Se llevarán a Barcelona más de 40 hectómetros cúbicos que salvarían la papeleta de la capital catalana y sobran a los regantes, que tienen una concesión anual de 120 y gastan 80 y con los que ahora habrá que pactar las condiciones de compra. Para compensar lo que se sacará del Ebro, el Estado efectuará obras de mejora de los obsoletos regadíos del Delta, que pierden mucha agua.

En cuatro meses (las obras empezarán ya) se actuará sobre 19.000 hectáreas con un coste de 24 millones de euros a cargo del Estado. La obra permitirá ahorrar 50 hectómetros cúbicos anuales.

La ministra cerró en Barcelona con el president José Montilla los flecos del operativo para garantizar agua a Barcelona una vez descartado el Segre, que defendía la Generalitat. El Govern presentó ya el Ebro como la mejor opción.
Pagará Catalunya

Las obras de instalación de la tubería empezarán en puntos simultáneos el 1 de mayo y costarán entre 170 y 180 millones. Los pagará la Generalitat ya que se descontará el coste de la obra de la inversión en infraestructuras que, en el Estatut, el Estado le garantiza.

La canalización, que podría construir Aguas de Barcelona, irá enterrada y, pese a lo que pretenden ICV -el partido de Baltasar- y ERC, no se desmontará una vez resuelto el tema del agua en Barcelona.

Cuando acabe la emergencia que se prevé para otoño (a lo más tardar en primavera de 2009 cuando esté a punto la desaladora del Prat) se dejará de bombear agua desde Tarragona. Sólo se volverá a hacer si vuelve la emergencia y con una doble llave: un decreto de la Generalitat y otro del Gobierno.
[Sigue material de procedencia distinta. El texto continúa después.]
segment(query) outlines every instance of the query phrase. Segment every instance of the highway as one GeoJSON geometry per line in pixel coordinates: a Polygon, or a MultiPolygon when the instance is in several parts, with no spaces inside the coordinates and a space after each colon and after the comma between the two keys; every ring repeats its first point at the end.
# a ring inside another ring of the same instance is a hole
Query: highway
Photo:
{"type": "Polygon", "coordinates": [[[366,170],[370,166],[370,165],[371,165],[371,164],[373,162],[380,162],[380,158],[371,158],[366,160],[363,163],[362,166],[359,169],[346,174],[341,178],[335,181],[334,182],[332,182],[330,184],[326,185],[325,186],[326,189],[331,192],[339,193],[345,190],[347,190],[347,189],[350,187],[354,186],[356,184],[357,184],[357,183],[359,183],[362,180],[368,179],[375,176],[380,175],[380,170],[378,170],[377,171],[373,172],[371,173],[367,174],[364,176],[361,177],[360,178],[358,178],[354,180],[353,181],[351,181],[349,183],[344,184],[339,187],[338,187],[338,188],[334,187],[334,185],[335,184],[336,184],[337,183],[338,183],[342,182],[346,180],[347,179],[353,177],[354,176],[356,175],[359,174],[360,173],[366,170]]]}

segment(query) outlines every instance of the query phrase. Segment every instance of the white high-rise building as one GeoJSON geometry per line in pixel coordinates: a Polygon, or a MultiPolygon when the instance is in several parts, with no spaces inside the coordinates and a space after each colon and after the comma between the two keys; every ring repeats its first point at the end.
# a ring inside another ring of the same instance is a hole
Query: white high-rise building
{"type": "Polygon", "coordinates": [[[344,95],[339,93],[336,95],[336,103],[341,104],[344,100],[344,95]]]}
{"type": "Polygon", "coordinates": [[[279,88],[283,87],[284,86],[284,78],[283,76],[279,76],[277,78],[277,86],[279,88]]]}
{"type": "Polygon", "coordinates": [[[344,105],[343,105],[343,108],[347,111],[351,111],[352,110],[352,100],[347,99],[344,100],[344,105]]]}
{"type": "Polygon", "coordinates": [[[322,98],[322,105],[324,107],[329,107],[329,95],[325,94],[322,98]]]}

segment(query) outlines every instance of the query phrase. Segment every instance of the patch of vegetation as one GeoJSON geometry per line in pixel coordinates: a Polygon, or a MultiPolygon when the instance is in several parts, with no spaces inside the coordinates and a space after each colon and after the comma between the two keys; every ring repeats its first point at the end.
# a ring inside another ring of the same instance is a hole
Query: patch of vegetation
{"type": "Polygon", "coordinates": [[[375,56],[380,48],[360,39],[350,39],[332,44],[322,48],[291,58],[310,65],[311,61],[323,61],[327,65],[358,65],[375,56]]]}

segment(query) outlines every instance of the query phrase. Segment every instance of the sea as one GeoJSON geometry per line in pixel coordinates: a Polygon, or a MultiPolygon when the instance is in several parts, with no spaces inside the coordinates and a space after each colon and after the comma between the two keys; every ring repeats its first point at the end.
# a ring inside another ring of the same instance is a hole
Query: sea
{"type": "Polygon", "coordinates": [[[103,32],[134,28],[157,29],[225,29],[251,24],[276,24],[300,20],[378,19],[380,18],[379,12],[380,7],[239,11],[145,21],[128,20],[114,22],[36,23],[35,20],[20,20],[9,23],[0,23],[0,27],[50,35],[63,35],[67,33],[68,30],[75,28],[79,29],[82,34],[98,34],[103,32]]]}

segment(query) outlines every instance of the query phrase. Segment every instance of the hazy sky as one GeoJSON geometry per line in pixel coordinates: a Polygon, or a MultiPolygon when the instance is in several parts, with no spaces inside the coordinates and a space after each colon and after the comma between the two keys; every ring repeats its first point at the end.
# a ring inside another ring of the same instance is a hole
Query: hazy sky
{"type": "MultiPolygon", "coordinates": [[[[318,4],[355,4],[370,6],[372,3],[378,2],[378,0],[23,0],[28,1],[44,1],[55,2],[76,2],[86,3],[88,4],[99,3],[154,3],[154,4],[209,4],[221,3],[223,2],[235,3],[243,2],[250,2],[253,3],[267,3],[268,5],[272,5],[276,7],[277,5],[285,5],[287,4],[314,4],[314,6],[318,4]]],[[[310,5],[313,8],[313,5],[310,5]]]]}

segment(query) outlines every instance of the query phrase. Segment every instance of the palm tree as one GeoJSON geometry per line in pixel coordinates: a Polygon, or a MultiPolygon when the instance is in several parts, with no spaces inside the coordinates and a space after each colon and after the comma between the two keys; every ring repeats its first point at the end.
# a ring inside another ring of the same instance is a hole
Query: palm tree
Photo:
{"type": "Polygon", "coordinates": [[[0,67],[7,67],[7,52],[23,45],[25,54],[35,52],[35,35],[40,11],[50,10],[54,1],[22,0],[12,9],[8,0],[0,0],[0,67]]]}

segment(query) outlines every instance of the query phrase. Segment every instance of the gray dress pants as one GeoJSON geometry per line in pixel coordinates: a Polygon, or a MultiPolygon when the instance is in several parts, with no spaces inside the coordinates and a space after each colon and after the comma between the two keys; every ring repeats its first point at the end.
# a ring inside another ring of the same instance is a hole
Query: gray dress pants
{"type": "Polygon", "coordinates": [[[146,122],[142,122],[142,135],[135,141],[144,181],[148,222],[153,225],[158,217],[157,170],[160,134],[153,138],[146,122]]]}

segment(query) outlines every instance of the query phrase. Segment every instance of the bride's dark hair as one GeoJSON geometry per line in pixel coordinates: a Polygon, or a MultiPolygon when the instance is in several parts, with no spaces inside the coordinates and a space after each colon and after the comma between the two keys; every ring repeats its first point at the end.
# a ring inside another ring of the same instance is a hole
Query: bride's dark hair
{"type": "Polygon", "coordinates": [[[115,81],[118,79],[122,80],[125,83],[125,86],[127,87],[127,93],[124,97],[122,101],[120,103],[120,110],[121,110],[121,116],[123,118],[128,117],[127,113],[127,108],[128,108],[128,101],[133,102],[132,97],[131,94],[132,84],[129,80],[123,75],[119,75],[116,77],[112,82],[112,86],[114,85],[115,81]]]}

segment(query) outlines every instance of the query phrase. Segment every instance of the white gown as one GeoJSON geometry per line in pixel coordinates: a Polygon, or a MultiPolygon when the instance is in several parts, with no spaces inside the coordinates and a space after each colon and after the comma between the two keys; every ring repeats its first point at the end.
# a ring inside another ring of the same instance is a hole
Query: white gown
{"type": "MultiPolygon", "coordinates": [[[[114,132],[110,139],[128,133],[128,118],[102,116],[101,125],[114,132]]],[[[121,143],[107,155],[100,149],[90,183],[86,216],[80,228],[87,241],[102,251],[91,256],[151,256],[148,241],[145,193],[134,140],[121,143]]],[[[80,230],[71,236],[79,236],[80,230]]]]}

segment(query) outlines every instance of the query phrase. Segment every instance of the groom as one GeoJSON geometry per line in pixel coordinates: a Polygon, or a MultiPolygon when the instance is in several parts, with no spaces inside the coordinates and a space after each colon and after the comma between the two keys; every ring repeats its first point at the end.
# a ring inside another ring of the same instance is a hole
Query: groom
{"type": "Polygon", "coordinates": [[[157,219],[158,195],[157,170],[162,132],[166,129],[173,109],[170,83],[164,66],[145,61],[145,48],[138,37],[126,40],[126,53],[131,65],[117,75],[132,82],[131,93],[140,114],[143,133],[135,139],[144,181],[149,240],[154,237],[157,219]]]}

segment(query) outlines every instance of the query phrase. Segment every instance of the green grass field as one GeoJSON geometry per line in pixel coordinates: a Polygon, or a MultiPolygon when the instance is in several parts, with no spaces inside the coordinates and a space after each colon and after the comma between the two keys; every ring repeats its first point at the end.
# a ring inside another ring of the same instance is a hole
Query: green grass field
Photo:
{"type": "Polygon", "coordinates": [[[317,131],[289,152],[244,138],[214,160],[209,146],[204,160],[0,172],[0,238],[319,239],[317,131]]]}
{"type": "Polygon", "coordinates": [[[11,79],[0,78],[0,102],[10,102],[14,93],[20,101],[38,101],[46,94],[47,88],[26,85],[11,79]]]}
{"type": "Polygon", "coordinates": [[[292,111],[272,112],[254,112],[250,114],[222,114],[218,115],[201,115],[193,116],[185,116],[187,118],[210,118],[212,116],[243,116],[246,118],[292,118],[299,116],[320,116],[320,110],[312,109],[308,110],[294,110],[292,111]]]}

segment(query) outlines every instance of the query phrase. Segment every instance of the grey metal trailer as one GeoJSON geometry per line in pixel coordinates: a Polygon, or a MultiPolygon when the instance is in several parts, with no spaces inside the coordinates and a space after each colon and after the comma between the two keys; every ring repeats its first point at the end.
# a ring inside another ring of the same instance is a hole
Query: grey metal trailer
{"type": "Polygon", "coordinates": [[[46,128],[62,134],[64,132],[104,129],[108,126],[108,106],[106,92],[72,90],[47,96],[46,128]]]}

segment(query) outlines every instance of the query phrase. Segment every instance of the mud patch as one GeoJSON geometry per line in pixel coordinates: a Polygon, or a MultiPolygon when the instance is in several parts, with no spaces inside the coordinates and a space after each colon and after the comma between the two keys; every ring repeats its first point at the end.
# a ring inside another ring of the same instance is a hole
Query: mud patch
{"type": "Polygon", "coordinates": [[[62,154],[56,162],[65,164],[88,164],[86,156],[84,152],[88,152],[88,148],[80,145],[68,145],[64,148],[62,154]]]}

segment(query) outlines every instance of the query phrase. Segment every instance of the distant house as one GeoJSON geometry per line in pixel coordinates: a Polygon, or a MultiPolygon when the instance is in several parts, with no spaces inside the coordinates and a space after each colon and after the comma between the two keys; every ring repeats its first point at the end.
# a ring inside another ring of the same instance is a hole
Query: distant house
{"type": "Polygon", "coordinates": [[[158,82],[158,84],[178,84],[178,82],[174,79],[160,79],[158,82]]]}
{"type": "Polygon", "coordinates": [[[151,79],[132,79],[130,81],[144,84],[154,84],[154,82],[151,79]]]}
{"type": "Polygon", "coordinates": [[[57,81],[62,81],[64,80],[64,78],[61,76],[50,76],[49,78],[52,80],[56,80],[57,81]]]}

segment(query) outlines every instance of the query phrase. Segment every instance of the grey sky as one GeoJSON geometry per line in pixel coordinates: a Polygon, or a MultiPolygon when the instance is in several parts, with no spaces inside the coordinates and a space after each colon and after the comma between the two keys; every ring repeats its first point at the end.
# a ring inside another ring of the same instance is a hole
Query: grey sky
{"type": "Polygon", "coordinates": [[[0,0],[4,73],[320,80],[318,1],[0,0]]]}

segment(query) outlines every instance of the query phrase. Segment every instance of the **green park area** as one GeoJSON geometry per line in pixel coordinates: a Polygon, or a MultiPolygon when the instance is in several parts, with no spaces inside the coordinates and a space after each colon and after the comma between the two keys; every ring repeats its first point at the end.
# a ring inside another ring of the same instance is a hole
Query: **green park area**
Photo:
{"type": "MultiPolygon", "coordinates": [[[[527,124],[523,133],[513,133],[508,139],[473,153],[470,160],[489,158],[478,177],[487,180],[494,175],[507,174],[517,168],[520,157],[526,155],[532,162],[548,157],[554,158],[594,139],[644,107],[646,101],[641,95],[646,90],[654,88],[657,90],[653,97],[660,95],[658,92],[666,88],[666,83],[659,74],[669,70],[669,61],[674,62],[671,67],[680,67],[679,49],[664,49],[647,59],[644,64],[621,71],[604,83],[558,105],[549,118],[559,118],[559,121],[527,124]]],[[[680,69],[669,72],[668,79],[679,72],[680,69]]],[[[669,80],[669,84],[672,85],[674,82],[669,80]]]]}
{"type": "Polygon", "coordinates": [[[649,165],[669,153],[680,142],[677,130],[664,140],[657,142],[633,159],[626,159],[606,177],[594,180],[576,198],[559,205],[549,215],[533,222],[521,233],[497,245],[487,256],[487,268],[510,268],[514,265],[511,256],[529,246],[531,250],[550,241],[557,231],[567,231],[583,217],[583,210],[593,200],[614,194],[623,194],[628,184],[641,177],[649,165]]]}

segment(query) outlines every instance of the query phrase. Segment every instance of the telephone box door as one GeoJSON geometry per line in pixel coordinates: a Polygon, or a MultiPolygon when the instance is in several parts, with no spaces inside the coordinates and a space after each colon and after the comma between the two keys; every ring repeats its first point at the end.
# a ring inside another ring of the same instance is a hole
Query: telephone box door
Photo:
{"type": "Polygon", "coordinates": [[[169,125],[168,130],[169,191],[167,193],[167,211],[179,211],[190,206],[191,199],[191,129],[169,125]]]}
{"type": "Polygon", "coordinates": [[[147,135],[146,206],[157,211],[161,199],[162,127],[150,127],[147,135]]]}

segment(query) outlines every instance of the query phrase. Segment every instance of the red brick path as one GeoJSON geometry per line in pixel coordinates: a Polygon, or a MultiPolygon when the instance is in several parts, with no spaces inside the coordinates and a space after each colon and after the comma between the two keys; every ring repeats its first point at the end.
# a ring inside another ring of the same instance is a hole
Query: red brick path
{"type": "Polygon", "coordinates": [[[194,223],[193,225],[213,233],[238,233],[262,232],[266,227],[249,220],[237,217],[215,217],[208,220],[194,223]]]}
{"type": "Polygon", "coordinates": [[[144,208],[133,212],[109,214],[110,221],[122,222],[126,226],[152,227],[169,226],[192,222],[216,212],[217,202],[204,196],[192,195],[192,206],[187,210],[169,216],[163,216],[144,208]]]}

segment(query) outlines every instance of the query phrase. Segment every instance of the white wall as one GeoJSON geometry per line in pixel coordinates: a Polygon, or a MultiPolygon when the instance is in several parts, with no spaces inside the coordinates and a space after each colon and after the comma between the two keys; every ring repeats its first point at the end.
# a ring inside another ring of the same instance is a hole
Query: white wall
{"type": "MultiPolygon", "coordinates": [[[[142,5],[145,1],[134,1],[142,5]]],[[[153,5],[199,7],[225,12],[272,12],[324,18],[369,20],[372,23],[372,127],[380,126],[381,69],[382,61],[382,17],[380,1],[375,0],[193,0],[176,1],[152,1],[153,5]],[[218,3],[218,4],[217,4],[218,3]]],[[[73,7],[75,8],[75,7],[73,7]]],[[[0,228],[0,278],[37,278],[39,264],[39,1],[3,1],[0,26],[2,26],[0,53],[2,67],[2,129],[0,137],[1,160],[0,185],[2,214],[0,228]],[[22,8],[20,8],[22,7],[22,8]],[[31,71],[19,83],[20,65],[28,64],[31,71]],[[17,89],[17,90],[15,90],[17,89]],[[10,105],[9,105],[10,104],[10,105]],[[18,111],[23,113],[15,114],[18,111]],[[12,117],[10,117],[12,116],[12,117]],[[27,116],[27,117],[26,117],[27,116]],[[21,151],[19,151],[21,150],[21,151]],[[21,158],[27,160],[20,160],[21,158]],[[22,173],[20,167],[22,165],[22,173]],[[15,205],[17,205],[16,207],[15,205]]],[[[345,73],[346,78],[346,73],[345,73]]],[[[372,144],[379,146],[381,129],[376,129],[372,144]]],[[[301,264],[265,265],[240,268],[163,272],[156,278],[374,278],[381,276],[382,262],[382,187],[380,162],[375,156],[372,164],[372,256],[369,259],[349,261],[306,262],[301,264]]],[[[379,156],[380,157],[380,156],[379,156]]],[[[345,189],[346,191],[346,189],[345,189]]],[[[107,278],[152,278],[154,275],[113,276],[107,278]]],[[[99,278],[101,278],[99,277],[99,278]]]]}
La ministra no admitió el término “trasvase”.

Una de las primeras medidas que Rodríguez Zapatero adoptó tras llegar al poder en 2004 fue la derogación del trasvase del Ebro, que iba a abastecer de agua a Valencia, Murcia y Almería. Nació en ese momento una nueva cultura del agua, dispuesta a apostar por la desalinización y el ahorro y no por los trasvases.

Cuatro años después, una de las primeras medidas del segundo ejecutivo que preside Zapatero es aprobar un trasvase de agua del Ebro a Barcelona. Es una contradicción aparente que se diluye cuando se estudian las diferencias entre ambas actuaciones. El trasvase a Barcelona aprovechará aguas sobrantes de los regantes de Tarragona y no tocará el caudal del río, será temporal (hasta que se acabe de construir una desaladora) y, lo más importante, transportará agua que sólo se utilizará para beber.

El trasvase planificado, defendido e incluso iniciado en la época de Aznar con destino al levante y sureste peninsular era una obra de gran envergadura y se concibió como la solución definitiva a la sequía. Además, iba a arrebatar 1.000 hectómetros cúbicos al Ebro, poniendo en peligro sus ecosistemas. En cuanto al destino que habría corrido el agua trasvasada, no sólo se utilizaría para beber: también para otros usos, como el agrícola.